The Basics of Data Documentation and Metadata
- Who contributed to the work (authors, research assistants, etc.)?
- What kind(s) of data and analysis were used?
- When was the data collected? When was analysis performed? Any other pertinent dates?
- Does the project involve a particular geographic area?
- What is the impetus for the project? What questions are you trying to answer?
Imagine that you have to leave the project as is for a couple months and then come back to it. What are the most important aspects of the project you'd need help remembering? Some examples:
- File handling (how are they named, how are they divided)
- Processing steps (how to get from point A to B)
- Field abbreviation/name glossary (now what does POV360 stand for again?)
Now imagine if you had to leave the project and come back after six months or a year.
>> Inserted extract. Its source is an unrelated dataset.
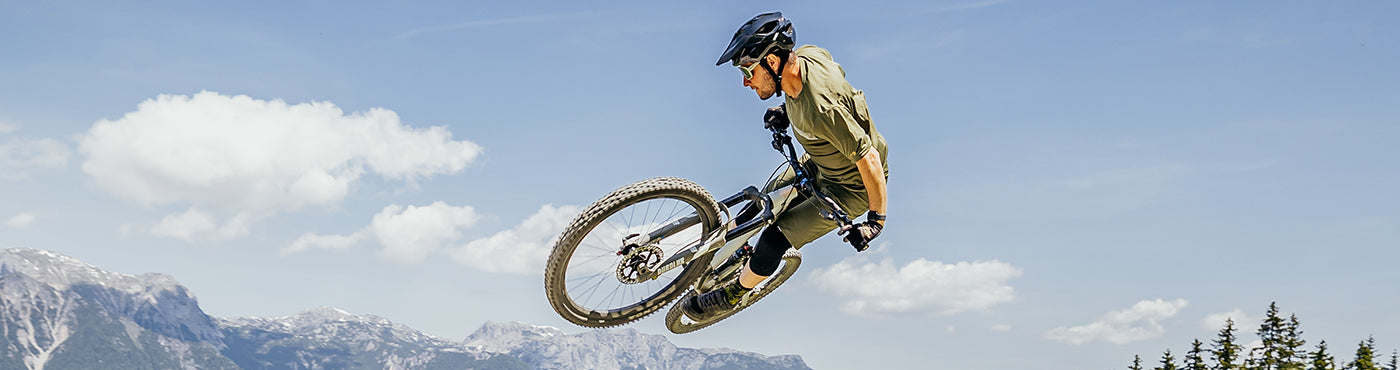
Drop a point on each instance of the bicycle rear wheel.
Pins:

What else would you add to the list?
Standardizing your documentation
The next step is to standardize the formatting. The standard to use depends on the discipline and/or format of your data. A few standards are listed below. This list is not intended to be exhaustive, but rather descriptive.
|Type of Data
|Social and Behavioral Sciences
|Data Documentation Initiative (DDI)
|Ecological Metadata Language (EML)
|Content Standard for Digital Geospatial Metadata (CSDGM)/FGDC/ISO 19115
A more comprehensive list of disciplinary metadata standards is available from the Digital Curation Centre.
ReadMe files help ensure that your data can be correctly interpreted and analyzed by other researchers.
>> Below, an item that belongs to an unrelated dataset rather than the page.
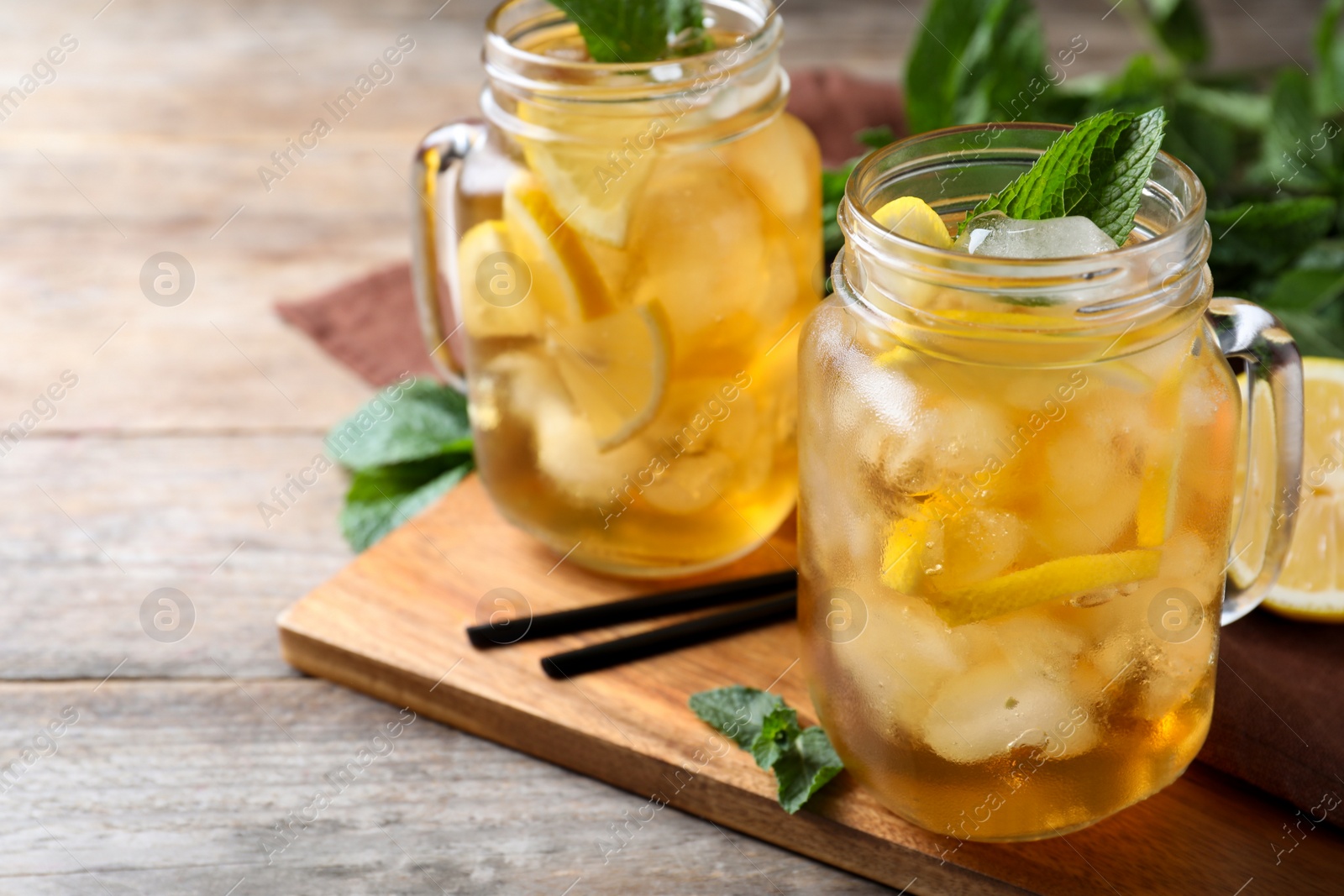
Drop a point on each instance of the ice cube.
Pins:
(1001, 237)
(900, 660)
(994, 708)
There are two ways to include a ReadMe with your dataset:
- Provide a separate ReadMe for each individual data file (example of ReadMe file with individual data file).
- Provide one ReadMe for the data package as a whole (example of ReadMe file with a data package).
A ReadMe should be a plain text file containing the following:
- for each filename, a short description of what data it includes, optionally describing the relationship to the tables, figures, or sections within the accompanying publication
- for tabular data: definitions of column headings and row labels; data codes (including missing data); and measurement units
- any data processing steps, especially if not described in the publication, that may affect interpretation of results
- a description of what associated datasets are stored elsewhere, if applicable
- whom to contact with questions
If text formatting is important for your ReadMe, PDF format is also acceptable.